Skip to main content
The Analysis page provides a powerful interface for comparing performance metrics across multiple runs side-by-side. It enables you to visualize score distributions, examine individual test records in detail, and identify patterns in your AI system’s behavior.
Screenshot of the Analysis page displaying multiple runs and their score distributionsScreenshot of the Analysis page displaying multiple runs and their score distributions

Analysis page showing multi-run comparison with score distributions

What is Analysis?

Analysis in Scorecard allows you to:
  • Compare Multiple Runs: View up to multiple runs simultaneously to track performance evolution
  • Visualize Score Distributions: See how scores are distributed across different metrics and runs
  • Inspect Individual Records: Drill down into specific test cases to understand outputs and scoring details
  • Identify Patterns: Spot improvements, regressions, and consistency issues across iterations
You can access the Analysis page from the Runs list page by selecting the runs you want to compare and clicking the Analyze button.

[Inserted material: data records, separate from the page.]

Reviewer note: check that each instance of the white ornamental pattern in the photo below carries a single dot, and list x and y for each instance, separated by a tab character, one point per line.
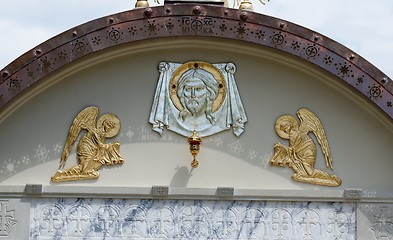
187	219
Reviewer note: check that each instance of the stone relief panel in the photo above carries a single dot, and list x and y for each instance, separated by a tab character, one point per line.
190	219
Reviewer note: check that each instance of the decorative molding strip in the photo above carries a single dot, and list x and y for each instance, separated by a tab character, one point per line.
7	219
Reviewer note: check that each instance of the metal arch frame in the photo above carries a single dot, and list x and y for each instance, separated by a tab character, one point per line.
196	20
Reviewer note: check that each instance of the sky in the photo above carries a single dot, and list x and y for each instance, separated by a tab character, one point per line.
365	27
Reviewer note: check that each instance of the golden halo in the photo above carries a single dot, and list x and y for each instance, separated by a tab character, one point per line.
218	76
109	117
280	120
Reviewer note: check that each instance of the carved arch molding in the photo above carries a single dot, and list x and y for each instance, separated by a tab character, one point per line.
191	20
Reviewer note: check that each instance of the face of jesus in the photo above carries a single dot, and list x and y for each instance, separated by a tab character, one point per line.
195	94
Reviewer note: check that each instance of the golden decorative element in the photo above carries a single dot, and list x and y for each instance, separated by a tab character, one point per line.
195	145
218	76
301	153
141	4
92	151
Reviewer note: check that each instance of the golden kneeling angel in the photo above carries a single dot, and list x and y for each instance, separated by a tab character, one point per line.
92	151
301	153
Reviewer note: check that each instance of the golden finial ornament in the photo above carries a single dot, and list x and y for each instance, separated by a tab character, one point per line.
195	142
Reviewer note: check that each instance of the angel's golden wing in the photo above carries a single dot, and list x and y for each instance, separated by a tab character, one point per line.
85	119
310	122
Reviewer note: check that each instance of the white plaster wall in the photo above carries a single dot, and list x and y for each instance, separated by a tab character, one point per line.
123	80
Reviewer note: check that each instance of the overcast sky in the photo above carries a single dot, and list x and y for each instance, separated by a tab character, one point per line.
366	27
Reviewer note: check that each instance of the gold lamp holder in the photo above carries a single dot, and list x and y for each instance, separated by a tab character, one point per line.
195	145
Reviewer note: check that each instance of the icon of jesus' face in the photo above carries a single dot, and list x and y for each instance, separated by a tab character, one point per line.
195	96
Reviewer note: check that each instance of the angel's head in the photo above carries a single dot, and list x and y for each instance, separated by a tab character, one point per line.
284	125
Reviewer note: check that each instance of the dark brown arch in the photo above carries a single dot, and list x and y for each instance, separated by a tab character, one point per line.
192	20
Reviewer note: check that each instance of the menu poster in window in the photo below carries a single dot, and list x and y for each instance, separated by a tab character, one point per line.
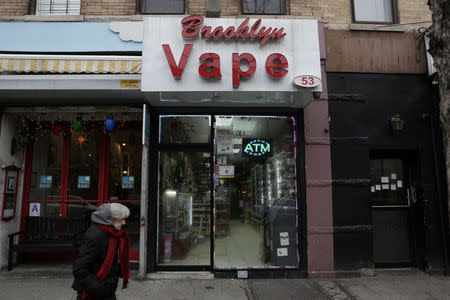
11	184
8	211
84	182
284	238
127	182
45	182
226	171
224	142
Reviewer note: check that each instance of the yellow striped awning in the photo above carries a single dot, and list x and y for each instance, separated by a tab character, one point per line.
70	64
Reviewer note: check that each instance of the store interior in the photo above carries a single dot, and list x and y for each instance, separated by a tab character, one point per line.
254	196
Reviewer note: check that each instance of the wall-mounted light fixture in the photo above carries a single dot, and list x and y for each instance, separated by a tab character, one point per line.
397	123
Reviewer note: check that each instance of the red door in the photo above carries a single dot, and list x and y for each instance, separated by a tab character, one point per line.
70	173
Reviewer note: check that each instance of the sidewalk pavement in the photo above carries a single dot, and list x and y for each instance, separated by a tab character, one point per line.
28	281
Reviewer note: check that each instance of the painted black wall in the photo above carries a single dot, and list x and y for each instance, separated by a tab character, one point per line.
360	107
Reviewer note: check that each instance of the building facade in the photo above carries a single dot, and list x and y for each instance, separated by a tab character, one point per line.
249	138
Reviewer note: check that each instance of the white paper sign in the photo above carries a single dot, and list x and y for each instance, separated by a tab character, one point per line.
226	171
242	274
284	238
224	142
281	251
35	210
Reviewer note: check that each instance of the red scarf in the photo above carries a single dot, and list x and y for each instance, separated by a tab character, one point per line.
123	238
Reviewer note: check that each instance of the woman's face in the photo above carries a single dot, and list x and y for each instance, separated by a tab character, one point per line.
118	223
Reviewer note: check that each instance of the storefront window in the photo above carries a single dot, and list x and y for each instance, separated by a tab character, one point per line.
184	129
125	165
255	193
184	205
83	166
46	168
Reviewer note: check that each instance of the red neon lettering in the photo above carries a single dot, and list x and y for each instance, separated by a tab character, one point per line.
177	69
236	70
210	66
275	63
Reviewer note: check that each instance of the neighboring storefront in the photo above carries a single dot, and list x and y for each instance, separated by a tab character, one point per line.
214	171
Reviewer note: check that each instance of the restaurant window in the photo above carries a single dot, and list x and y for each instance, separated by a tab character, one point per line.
58	7
163	7
269	7
373	11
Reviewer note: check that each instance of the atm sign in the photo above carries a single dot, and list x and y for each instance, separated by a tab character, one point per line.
256	147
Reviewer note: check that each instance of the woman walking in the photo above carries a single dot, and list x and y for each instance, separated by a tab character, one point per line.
103	256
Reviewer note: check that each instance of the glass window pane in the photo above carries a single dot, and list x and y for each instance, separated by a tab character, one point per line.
387	182
255	193
81	209
133	224
125	165
46	168
263	6
184	129
49	209
83	166
184	208
373	10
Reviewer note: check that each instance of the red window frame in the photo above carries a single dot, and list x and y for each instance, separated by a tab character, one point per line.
103	162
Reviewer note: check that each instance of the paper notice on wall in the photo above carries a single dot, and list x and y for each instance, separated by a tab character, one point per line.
45	182
221	160
281	251
284	238
35	210
226	171
84	182
224	142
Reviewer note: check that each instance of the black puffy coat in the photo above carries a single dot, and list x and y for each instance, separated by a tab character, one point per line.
93	250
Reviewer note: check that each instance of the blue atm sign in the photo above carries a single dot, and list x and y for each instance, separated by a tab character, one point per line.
256	147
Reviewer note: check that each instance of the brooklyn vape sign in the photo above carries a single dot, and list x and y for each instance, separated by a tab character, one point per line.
220	54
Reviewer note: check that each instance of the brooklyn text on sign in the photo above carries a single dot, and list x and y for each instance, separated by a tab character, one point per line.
191	29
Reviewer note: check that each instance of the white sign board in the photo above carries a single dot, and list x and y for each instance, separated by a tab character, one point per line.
35	210
163	35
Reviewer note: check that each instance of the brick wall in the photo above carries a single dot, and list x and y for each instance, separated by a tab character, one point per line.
230	7
336	11
413	11
108	7
196	7
13	7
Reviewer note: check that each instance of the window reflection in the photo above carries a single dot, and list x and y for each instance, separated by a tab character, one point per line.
46	169
83	165
125	165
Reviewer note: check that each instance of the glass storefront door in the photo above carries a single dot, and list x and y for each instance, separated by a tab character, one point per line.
75	171
250	219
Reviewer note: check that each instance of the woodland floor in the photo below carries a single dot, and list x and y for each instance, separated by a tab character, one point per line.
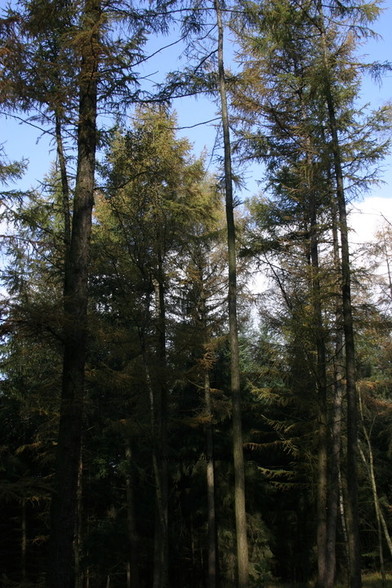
368	581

Understanding Score Distributions

The score distribution matrix provides an at-a-glance view of performance across your selected runs and metrics.
Screenshot of the score distribution matrix with color-coded performance barsScreenshot of the score distribution matrix with color-coded performance bars

Score distribution matrix showing performance across runs and metrics

The matrix displays runs along the rows and metrics along the columns. The cell shows the score distribution of that run for that metric. Different metric types are displayed appropriately. Boolean metrics show their pass rate and integer and float metrics show their average score.

Detailed Records Table

Below the score distribution matrix, the Records Table provides granular inspection of individual test cases. The records table here is organized the same way as the run details page.
Screenshot of the records table showing test case details across multiple runsScreenshot of the records table showing test case details across multiple runs

Detailed records table with side-by-side comparison

Record Deduplication

The table intelligently groups records by testcase:
  • With Testcase IDs: Multiple runs evaluating the same testcase appear in a single row
  • Without Testcase IDs: Each record appears as a separate row
  • Visual Indicators: Color-coded bars show which runs evaluated each testcase

Best Practices

Begin your analysis with the most recent runs to understand current performance, then add historical runs for trend analysis.
If your runs have the same testcases, Scorecard automatically groups records by testcase for you.
In the records table, you can filter records to only show those that mention a keyword in the inputs, outputs, or expected outputs.
Pay special attention to testcases where scores vary significantly between runs. These often reveal important insights. Is it a challenging or incorrect testcase? Are your metric guidelines underspecified? Has your system regressed in a particular area?
Use run notes to document what you learn from analysis sessions for future reference.

Common Use Cases

Performance Regression Detection

Quickly identify when changes to your system have negatively impacted performance:
  1. Select your current production run as baseline.
  2. Add the latest development run for comparison.
  3. Look for metrics showing decreased scores (red or yellow where previously green).
  4. Drill into specific records to understand what changed.

Multi-Model Comparison

Compare different models or configurations:
  1. Run the same testset with different models.
  2. Select all model runs in the Analysis page.
  3. Compare score distributions to identify the best performer.
  4. Examine specific outputs to understand quality differences.

Metric Validation

Verify that your metrics are working correctly:
  1. Select runs with known good and bad outputs.
  2. Choose the metrics you want to validate.
  3. Verify that scores align with expected quality assessments.
  4. Adjust metric configurations if needed.

System Evolution Tracking

Monitor how your system improves over time:
  1. Select runs from different development phases.
  2. Focus on your primary success metrics.
  3. Observe the trend in score distributions.
  4. Document improvements in run notes.
Use the URL sharing feature to save specific analysis configurations. The URL automatically includes selected run IDs, making it easy to return to or share specific comparisons.